Identifying French text

68 views
Skip to first unread message

Rowan Jacobs

unread,
Aug 23, 2021, 5:41:11 AM8/23/21
to nltk-users
I'm looking for a way to identify relatively short strings (between 1 and 50 words) in French in a list of otherwise English strings.

An example input might be (with French strings emphasized):
['Damsel-fly', 'Dragonfly', 'Dragonfly', 'Larvae of mosquito', 'Dragonfly', 'Dragonfly (Anisoptera spp.)', 'Dragonfly', 'The horse-fly', 'Dragonfly', "Sorte d'insecte, de papillon hideux, dont le duvet des ailes s'en va en poussière", 'Petit filet pour une espèce de papillon; treillage', 'Petites chevrettes. Insecte (demoiselles). Insecte, libellule (Lch). Dragonfly (Atl).', 'A shore plant (Scirpus frondosus) whose leaves dry a bright orange', 'Dragonfly', 'Libellule', '(Dracontomelon vitiense)', '(Dracontomelon vitiense)', '(Dracontomelon vitiense)', 'Dracontomelon vitiense']

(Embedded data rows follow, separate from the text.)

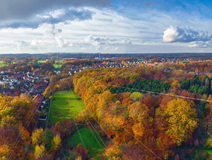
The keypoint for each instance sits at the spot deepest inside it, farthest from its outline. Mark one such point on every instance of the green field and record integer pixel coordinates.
(42, 61)
(57, 65)
(209, 151)
(95, 148)
(2, 64)
(63, 105)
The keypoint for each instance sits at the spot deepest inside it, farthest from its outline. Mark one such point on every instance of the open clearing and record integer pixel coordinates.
(95, 148)
(65, 105)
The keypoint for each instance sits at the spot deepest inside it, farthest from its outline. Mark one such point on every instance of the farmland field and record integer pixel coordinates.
(63, 105)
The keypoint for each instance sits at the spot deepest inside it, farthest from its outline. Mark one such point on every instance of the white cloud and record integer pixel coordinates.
(126, 41)
(35, 43)
(88, 39)
(22, 45)
(200, 44)
(62, 42)
(177, 34)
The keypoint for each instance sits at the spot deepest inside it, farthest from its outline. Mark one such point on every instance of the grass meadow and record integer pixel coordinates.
(65, 105)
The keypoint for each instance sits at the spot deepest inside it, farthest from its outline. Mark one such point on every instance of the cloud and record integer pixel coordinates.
(52, 32)
(200, 44)
(22, 45)
(126, 41)
(178, 34)
(25, 9)
(62, 15)
(35, 43)
(62, 42)
(88, 39)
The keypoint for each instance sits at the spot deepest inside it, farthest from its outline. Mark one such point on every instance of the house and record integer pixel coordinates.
(16, 76)
(38, 98)
(37, 91)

I realize that identifying strings of only one or two words is probably unfeasible, and I'd rather have false negatives than false positives.

Is this something that's possible to do with nltk?

Jordi Carrera

unread,
Aug 23, 2021, 3:01:37 PM8/23/21
to nltk-users
You could definitely implement your own solution using functionality built into NLTK but I think you'll need training data for that in all cases. If it's not a problem for you to collect a reasonable large amount (e.g. a few thousand sentences at least) of French-language data as the positive class, and language from any other languages as the negative class, then you could implement your own classifier using NLTK objects (the MaxEnt classifier for instance). You could probably use as well a simple character n-gram model trained on the same kind of data (using`nltk.ConditionalFreqDist` class or some related one). You could apply character-lever tokenization, then compute character probabilities independently for French data and for non-French data, and then run any input word through both models: if the former is higher than the latter, then word is likely to be a French word.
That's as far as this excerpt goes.